I'm with you on the "outsourcing" to Unicode services. It's what I do in "my" 
product. As you say, leave it to the experts.

I'm not with you on the one characters to two. It's assembler, man, it's not an 
HLL (despite the name!). It's supposed to be 1:1 with what the developer codes, 
not "solve my problem in the best way you can."

> could a constant CA'€' correctly turn into X'20AC'

What if I code MVI TARGET,CA'€' -- how does that assemble if CA'€' is two bytes?

Charles


-----Original Message-----
From: IBM Mainframe Assembler List [mailto:[email protected]] On 
Behalf Of Tony Harminc
Sent: Wednesday, October 18, 2017 6:02 PM
To: [email protected]
Subject: Re: ASCII self-defining constants

On 18 October 2017 at 13:26, Jonathan Scott <[email protected]> wrote:

[so glad to hear that you're looking into this stuff!]

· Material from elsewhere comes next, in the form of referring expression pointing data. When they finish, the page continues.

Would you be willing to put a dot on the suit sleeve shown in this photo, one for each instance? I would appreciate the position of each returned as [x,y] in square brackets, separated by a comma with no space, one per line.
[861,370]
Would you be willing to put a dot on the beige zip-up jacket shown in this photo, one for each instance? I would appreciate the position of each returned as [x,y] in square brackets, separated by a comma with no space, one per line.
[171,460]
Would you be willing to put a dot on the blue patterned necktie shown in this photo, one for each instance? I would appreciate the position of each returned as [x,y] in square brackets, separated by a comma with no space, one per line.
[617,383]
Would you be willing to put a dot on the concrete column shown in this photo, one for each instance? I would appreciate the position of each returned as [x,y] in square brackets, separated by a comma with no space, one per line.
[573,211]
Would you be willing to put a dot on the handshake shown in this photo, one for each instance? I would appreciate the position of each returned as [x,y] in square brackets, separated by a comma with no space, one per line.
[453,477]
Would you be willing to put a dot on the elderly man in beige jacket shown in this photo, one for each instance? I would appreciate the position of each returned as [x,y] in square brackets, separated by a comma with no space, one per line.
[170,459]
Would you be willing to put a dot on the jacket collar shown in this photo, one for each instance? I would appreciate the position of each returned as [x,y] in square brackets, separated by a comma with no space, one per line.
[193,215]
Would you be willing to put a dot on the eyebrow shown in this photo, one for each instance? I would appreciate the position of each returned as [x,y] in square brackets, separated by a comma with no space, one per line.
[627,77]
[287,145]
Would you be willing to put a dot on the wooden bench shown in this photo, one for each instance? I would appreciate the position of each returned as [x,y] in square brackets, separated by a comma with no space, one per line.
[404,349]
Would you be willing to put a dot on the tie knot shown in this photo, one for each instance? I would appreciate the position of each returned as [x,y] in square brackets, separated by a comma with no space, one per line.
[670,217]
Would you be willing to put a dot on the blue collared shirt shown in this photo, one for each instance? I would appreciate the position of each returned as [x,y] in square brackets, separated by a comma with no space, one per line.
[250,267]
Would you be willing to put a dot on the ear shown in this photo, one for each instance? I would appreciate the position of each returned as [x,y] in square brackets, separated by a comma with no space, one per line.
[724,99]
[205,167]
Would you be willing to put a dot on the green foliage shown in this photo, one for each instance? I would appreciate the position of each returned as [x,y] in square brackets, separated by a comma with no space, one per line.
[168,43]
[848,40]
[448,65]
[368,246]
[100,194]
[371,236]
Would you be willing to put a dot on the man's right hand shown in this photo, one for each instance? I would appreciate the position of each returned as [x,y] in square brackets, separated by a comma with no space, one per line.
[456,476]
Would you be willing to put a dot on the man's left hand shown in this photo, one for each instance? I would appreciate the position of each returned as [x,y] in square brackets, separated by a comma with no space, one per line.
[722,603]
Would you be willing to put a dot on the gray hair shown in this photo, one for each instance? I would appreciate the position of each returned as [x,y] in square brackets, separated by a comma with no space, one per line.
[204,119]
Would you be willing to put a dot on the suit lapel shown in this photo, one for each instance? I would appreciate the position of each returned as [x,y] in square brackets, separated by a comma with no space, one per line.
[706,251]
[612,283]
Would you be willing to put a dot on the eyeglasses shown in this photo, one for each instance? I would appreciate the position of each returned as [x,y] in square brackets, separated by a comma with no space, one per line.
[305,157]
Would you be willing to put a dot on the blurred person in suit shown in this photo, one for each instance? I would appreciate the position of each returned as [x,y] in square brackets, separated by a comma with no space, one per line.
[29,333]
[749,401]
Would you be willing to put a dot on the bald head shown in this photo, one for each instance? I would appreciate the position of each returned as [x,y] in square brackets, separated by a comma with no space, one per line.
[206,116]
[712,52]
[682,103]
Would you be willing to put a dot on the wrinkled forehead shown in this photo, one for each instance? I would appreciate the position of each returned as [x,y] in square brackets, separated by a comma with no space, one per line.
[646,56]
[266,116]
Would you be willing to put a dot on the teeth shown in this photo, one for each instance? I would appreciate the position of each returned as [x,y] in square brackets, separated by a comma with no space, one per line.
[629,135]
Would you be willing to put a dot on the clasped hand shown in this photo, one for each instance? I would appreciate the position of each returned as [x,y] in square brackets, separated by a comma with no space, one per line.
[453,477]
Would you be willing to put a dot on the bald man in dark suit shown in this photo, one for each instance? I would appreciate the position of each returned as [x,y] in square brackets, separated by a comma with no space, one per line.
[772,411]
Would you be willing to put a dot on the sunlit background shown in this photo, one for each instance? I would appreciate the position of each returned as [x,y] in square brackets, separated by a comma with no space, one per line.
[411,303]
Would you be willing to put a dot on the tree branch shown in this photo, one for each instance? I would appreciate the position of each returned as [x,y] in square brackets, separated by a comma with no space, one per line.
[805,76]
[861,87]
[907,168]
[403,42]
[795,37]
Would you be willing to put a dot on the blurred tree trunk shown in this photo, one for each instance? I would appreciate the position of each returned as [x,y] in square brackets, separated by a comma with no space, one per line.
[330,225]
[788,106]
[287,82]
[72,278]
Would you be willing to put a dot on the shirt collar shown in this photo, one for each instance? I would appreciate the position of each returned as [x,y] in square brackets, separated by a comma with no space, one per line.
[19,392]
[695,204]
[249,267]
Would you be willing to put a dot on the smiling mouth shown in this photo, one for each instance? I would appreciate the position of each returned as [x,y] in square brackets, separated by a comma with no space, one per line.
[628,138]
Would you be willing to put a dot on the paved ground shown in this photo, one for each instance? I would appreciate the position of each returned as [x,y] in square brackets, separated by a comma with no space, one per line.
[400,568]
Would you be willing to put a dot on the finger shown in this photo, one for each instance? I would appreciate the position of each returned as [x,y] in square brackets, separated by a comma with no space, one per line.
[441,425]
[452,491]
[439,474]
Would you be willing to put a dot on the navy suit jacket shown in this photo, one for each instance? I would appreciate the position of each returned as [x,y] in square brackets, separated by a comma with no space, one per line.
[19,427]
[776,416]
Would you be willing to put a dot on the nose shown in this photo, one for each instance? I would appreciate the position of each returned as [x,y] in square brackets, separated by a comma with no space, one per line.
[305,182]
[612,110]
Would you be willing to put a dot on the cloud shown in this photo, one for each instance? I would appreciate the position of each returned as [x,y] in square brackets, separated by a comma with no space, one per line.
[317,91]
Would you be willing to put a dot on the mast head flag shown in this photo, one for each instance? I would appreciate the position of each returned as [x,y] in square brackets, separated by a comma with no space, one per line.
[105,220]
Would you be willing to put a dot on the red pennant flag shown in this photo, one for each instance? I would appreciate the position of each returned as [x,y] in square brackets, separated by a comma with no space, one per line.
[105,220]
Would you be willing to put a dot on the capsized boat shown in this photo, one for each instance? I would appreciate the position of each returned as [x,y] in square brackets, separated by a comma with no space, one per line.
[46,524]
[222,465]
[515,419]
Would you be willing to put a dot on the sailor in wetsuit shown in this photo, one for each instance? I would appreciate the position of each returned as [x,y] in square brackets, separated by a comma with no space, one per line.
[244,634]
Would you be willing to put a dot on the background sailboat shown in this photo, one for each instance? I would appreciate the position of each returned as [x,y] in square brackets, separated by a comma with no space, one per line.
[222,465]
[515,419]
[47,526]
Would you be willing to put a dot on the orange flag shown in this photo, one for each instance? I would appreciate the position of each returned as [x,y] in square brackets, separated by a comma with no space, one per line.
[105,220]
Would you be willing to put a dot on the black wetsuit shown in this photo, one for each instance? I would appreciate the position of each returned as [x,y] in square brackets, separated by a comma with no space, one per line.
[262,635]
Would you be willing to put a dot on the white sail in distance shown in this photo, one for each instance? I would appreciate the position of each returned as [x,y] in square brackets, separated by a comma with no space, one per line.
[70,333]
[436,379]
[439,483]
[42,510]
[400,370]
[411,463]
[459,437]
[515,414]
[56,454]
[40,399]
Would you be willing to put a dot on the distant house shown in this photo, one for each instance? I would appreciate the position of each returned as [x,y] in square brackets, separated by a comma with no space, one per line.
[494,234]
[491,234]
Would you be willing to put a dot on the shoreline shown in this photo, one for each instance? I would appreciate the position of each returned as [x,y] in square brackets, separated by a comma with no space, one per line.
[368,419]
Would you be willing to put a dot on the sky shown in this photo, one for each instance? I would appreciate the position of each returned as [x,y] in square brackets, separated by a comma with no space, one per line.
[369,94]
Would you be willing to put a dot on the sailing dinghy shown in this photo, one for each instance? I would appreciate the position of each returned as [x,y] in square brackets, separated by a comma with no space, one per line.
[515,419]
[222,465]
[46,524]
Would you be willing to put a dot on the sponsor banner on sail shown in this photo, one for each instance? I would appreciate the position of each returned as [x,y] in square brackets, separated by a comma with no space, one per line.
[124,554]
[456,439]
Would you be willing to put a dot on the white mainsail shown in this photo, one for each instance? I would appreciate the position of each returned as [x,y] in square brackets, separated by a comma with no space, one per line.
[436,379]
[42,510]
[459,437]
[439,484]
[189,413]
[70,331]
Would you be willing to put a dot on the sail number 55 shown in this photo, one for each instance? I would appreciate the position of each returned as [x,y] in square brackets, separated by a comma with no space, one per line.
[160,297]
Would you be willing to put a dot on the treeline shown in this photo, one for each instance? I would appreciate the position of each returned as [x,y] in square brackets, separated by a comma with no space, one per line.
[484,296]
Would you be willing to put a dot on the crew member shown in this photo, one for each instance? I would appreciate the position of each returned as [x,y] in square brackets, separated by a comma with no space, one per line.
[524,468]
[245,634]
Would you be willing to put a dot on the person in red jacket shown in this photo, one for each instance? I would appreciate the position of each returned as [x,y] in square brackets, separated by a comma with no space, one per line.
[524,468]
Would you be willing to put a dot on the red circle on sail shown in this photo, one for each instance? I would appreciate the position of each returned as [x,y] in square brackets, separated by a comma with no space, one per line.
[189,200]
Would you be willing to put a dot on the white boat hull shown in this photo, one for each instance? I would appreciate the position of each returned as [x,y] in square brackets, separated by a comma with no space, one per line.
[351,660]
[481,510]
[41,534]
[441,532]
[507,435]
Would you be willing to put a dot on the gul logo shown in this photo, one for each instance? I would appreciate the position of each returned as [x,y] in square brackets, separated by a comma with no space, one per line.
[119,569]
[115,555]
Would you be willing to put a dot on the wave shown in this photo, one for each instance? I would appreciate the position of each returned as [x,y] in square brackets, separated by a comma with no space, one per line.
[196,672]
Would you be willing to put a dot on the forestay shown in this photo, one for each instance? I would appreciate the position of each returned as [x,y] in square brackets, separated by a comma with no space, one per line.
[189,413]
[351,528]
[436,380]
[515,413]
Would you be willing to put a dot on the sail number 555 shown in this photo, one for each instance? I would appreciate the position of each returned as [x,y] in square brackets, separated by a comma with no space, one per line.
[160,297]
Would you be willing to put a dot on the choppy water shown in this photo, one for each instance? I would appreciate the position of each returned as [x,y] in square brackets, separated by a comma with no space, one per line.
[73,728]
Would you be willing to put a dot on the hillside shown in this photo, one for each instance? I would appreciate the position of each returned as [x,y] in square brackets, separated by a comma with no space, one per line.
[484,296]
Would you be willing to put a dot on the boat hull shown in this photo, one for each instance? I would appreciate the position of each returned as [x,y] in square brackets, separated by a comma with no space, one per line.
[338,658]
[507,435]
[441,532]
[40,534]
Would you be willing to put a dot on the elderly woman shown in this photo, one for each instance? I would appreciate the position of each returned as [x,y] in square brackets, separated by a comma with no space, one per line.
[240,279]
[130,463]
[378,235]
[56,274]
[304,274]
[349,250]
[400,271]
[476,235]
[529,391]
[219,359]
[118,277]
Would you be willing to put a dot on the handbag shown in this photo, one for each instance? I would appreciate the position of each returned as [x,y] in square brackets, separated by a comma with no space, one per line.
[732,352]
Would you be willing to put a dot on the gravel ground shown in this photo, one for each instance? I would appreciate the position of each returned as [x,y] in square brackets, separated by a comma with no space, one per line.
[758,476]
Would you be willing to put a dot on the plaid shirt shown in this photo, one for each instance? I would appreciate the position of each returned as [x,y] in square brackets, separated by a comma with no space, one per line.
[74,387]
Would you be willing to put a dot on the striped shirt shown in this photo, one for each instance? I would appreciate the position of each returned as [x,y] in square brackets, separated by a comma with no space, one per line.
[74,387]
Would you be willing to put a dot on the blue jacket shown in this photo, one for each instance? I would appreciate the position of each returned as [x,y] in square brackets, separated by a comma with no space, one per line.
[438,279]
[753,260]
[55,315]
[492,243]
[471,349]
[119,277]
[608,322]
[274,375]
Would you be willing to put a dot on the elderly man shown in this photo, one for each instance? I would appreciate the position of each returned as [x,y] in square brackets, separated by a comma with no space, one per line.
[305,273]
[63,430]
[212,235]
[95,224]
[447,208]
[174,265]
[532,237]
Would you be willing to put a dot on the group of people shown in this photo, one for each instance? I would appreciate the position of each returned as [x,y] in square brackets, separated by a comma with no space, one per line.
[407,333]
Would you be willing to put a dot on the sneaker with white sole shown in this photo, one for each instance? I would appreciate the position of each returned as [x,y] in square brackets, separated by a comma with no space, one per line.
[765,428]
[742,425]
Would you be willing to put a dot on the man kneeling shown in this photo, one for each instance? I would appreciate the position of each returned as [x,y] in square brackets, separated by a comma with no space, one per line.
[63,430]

> I think that my preferred solution would be to specify the EBCDIC code 
> page for all purposes using the CODEPAGE option (or perhaps a new 
> CCSID option) and to assume that ASCII generally means ISO
> 8859-1 code page 819, with a full 256-byte translate table.  (A CCSID 
> option might even make it possible to convert mixed DBCS constants to 
> UTF-8 in the distant future).  However, the main complication is how 
> to get to that position without requiring lots of new options, making 
> it as easy as possible to get it right, while avoiding breaking 
> compatibility.

I think allowing the user to specify both the inbound and (one or
more) outbound code pages, and passing those to Unicode Conversion Services 
would be the the Right Thing To Do. I'm not sure to what extent such conversion 
is supported on non z/OS platforms (VM, VSE, zLinux?), but the notion of 
externalizing it to the experts, and effectively putting it under user control 
because the user can supply their own tables if they want, is good. Is there 
currently a fundamental constraint that limits the output to the same character 
size as the input? For example, if I specify the input is CP 1047, and the 
output is CP 1208 (= UTF-8), could a constant CA'€' correctly turn into 
X'20AC'? (I'm assuming for the example that it's the CA constant type that's 
subject to this translation.) In other words, internally does the code assume 
that a 1-byte string must generate a 1-byte value?